At the publication I wrote for at the time, I asked the editors if I could do a survey as part of my column. They told me surveys they had done produced little interest and only a handful of responses, but they let me try it anyway.
My column presented both sides of the argument as I saw it. The voting ballot at the bottom of the article simply had a check box for ‘yes’ or ‘no’ to change to square-foot pricing. Within about a week of the issue’s mailing, my home mailbox started to get packed with votes. As memory serves, I received over 400 responses in about a two-week period.
Obviously I had struck a nerve in the retail industry.
The fun part for me was not just the vast amount of responses, but the amount that came with a letter attached. Most were from old timers that were actually mad about possibly having to change what they had done for their entire career. You’d have thought they were being asked to learn the metric system. We all know how Americans adopted to that trial. We thought it was like learning a new language.
In this case, though, we already knew how to do square footage because to get to yardage you have to get the footage first. For example: a 12 x 10-ft. room is 120 feet. Then divide by nine to get 131/3yards. But even I liked the yardage method better because I had memorized it to look impressive.
One letter said, “I hate this idea because I can tell my customer that has a 10 x 10 room that it takes 131/3yards, but if I tell her it takes 120 feet she thinks I’m cheating her.” He would rather keep her in the dark than to have to explain the waste factor.
The letters I received that I got the biggest kick out of were 10 that pleaded with “me” to not let this change happen. These readers actually thought I—a columnist—had the power to prevent this industry from making this change.
The end result of the survey was that over 90% of my readers—retail specialists—wanted things to stay the way they were.
What Really Happened
The long and short of this change was that carpet manufacturers realized that their market share for their products purchased by the end user was slipping dramatically. The share of a house that was carpet back in the 1970s was almost 90%, while in about the year 2000 it was just above 65%.
Hard surfaces were increasing so much in the average new home over the years. So the idea being the apples to oranges theory, because homebuyers did not understand that carpet on average costs about one-third the cost of hardwood or tile installed. That the average carpet installed back in the year 2000 might sell for about $27 a yard—$3 a square foot—while the average hardwood or tile installed price was about $9 to $10 a square foot. So after all the confusion it came down to comparing apples to apples.

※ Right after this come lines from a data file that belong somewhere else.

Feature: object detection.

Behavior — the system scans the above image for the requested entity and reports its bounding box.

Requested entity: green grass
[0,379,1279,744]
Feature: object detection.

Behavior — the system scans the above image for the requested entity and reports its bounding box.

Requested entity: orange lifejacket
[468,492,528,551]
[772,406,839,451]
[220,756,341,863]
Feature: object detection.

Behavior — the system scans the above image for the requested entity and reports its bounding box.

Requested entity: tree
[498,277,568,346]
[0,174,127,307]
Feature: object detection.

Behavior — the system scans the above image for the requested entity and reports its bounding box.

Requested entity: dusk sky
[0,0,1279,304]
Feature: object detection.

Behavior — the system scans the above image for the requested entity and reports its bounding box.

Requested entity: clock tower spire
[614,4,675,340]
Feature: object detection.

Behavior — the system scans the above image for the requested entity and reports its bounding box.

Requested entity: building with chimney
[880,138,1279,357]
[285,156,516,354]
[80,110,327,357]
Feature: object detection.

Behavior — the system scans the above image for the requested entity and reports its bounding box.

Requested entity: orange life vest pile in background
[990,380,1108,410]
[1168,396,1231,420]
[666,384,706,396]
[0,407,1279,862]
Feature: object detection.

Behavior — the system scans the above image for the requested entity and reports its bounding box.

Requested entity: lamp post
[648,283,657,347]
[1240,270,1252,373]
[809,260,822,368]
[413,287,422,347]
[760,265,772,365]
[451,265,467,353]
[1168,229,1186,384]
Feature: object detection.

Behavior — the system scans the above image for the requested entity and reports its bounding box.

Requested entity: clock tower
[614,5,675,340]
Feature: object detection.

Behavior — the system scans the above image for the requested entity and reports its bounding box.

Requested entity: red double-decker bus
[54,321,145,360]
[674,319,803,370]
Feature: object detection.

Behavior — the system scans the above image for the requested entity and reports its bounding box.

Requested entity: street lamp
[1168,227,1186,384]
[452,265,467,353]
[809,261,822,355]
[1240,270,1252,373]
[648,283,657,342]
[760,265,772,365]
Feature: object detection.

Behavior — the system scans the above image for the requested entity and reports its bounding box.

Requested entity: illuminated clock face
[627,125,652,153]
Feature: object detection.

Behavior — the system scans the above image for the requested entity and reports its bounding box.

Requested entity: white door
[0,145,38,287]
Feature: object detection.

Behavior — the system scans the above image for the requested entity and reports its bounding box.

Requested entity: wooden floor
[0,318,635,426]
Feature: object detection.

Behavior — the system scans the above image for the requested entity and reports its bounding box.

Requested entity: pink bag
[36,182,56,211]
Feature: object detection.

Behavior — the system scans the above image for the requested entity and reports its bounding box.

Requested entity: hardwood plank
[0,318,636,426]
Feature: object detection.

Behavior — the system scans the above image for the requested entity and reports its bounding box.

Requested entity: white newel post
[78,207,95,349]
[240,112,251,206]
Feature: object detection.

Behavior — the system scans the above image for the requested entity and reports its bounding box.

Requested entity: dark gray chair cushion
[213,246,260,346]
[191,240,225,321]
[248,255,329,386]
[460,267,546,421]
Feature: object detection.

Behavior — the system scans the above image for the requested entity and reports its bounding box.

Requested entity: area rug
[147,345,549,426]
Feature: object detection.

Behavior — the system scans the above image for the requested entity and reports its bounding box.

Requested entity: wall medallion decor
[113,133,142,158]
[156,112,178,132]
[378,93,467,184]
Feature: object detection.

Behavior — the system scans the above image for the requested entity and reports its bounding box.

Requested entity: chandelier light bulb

My advice after the mills and distributors started to bill us by the foot to change our minds was simple: Put both prices on the showroom floor price tags. Meaning put $27 a yard and $3 a square foot on the same label.
Enough time has passed now that even most of us old timers have switched to presenting carpet solely by the square foot. What’s next, tackling the metric system? This square yard to square foot switch was almost too much for us Americans already. Thanks for reading.